Het Latijnse woordenboek van Lewis en Short geeft als de grondbetekenis van crux „een boom, frame, of andere houten terechtstellingswerktuigen, waaraan misdadigers vastgemaakt of opgehangen werden”. In de geschriften van Livius, een Romeins geschiedschrijver uit de 1ste eeuw v.G.T., betekent crux gewoon een paal. „Kruis” is slechts een latere betekenis van crux. Een eenvoudige paal waaraan een misdadiger werd opgehangen, werd in het Latijn crux simʹplex genoemd. Eén zo’n marteltuig wordt door Justus Lipsius (1547–1606) in zijn boek De cruce libri tres, Antwerpen 1629, blz. 19, afgebeeld. De afbeelding hiernaast van de crux simplex is overgenomen uit zijn boek.
In het boek Das Kreuz und die Kreuzigung door Hermann Fulda, Breslau 1878, blz. 109, staat: „Bomen waren niet overal beschikbaar op de voor openbare terechtstellingen uitgekozen plaatsen. Daarom plantte men een eenvoudige balk in de grond. Daaraan werden de vogelvrijverklaarden met omhooggeheven handen en dikwijls ook met de voeten vastgebonden of genageld.” Na heel wat bewijsmateriaal aangevoerd te hebben, komt Fulda op blz. 219, 220 tot de slotsom: „Jezus stierf aan een eenvoudige terechtstellingspaal: Hiervoor pleiten (a) het destijds in de Oriënt gangbare gebruik van deze terechtstellingsmethode, (b) indirect Jezus’ lijdensgeschiedenis zelf en (c) veel uitspraken van de vroege kerkvaders.”
Paul Wilhelm Schmidt, voormalig professor aan de Universiteit van Basel, maakte in zijn werk Die Geschichte Jesu, Deel 2, Tübingen en Leipzig 1904, blz. 386-394, een uitvoerige studie van het Griekse woord stauʹros.
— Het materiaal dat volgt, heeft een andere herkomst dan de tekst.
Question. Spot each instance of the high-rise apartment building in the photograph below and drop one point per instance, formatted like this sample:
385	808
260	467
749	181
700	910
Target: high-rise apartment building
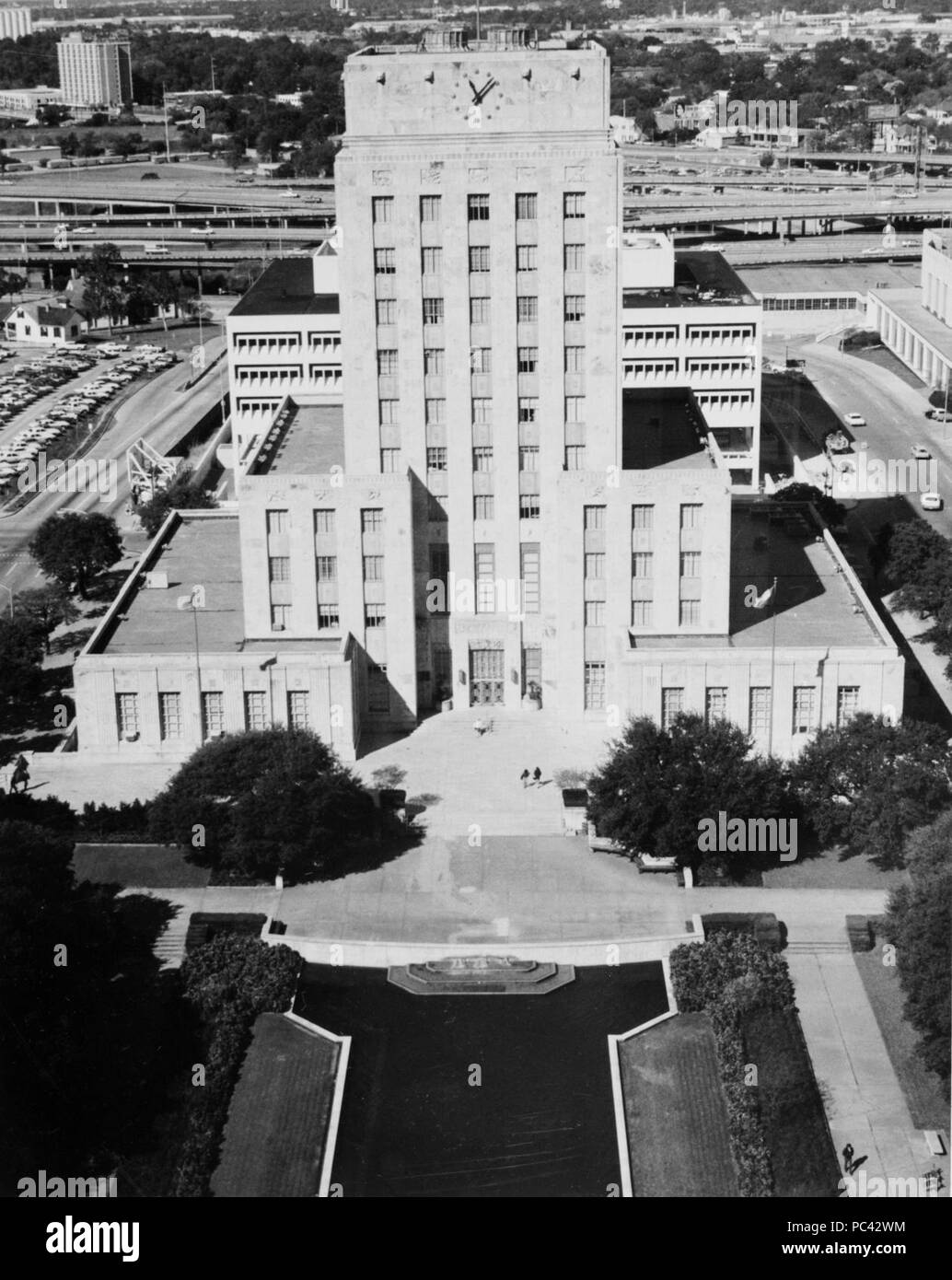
489	452
95	72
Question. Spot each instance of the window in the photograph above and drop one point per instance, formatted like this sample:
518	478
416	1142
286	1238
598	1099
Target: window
213	715
434	361
804	708
383	209
430	209
759	704
127	715
847	703
715	704
574	204
478	209
384	262
433	260
169	716
575	258
526	205
255	711
479	258
528	308
484	555
594	686
526	258
528	574
672	705
575	308
433	310
298	708
377	690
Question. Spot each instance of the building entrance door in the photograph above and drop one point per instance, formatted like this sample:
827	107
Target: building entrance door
486	680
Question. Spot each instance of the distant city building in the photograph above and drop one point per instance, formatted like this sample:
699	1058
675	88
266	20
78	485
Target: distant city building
16	23
95	72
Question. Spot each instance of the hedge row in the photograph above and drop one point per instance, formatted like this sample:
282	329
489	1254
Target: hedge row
726	978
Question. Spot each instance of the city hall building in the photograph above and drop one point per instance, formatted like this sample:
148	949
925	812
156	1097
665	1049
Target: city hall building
489	453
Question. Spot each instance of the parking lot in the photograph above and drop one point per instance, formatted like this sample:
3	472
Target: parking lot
36	417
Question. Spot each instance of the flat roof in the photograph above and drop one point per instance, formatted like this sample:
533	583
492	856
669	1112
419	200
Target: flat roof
285	288
700	279
815	600
908	305
830	278
306	439
659	433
Op blz. 386 van zijn werk zei hij: „σταυρός [stauʹros] betekent iedere rechtopstaande paal of boomstam.” Over de strafvoltrekking aan Jezus schreef P. W. Schmidt op blz. 387-389: „Behalve geseling komt, volgens de evangelieverslagen, voor de strafvoltrekking aan Jezus alleen de eenvoudigste vorm van de Romeinse kruisiging in aanmerking, namelijk het ophangen van het ontklede lichaam aan een paal, die Jezus overigens, om de schandelijke straf nog te verzwaren, zelf naar de terechtstellingsplaats moest dragen of slepen. . . . Iets anders dan een eenvoudige ophanging is uitgesloten aangezien er dikwijls massaterechtstellingen werden voltrokken: 2000 tegelijk door Varus (Jos. Joodse geschied. XVII 10. 10), door Quadratus (Joodse oorl. II 12. 6), door procurator Felix (Joodse oorl. II 15. 2 [13. 2]), door Titus (Joodse oorl. VII. 1 [V 11. 1]).”
Het ontbreekt derhalve volkomen aan bewijsmateriaal dat Jezus Christus werd gekruisigd aan twee stukken hout die elkaar rechthoekig sneden. Wij willen niets aan Gods geschreven Woord toevoegen door de heidense opvatting van het „kruis” in de geïnspireerde Schrift op te nemen, maar geven stauʹros en xuʹlon volgens hun eenvoudigste betekenis weer. Aangezien Jezus het woord stauʹros gebruikte om het lijden en de schande of marteling van zijn volgelingen af te beelden (Mt 16:24), hebben wij stauʹros met „martelpaal” vertaald ten einde het te onderscheiden van xuʹlon, dat wij hebben weergegeven met „paal”, of, in de voetnoot, met „boom”, zoals in Han 5:30.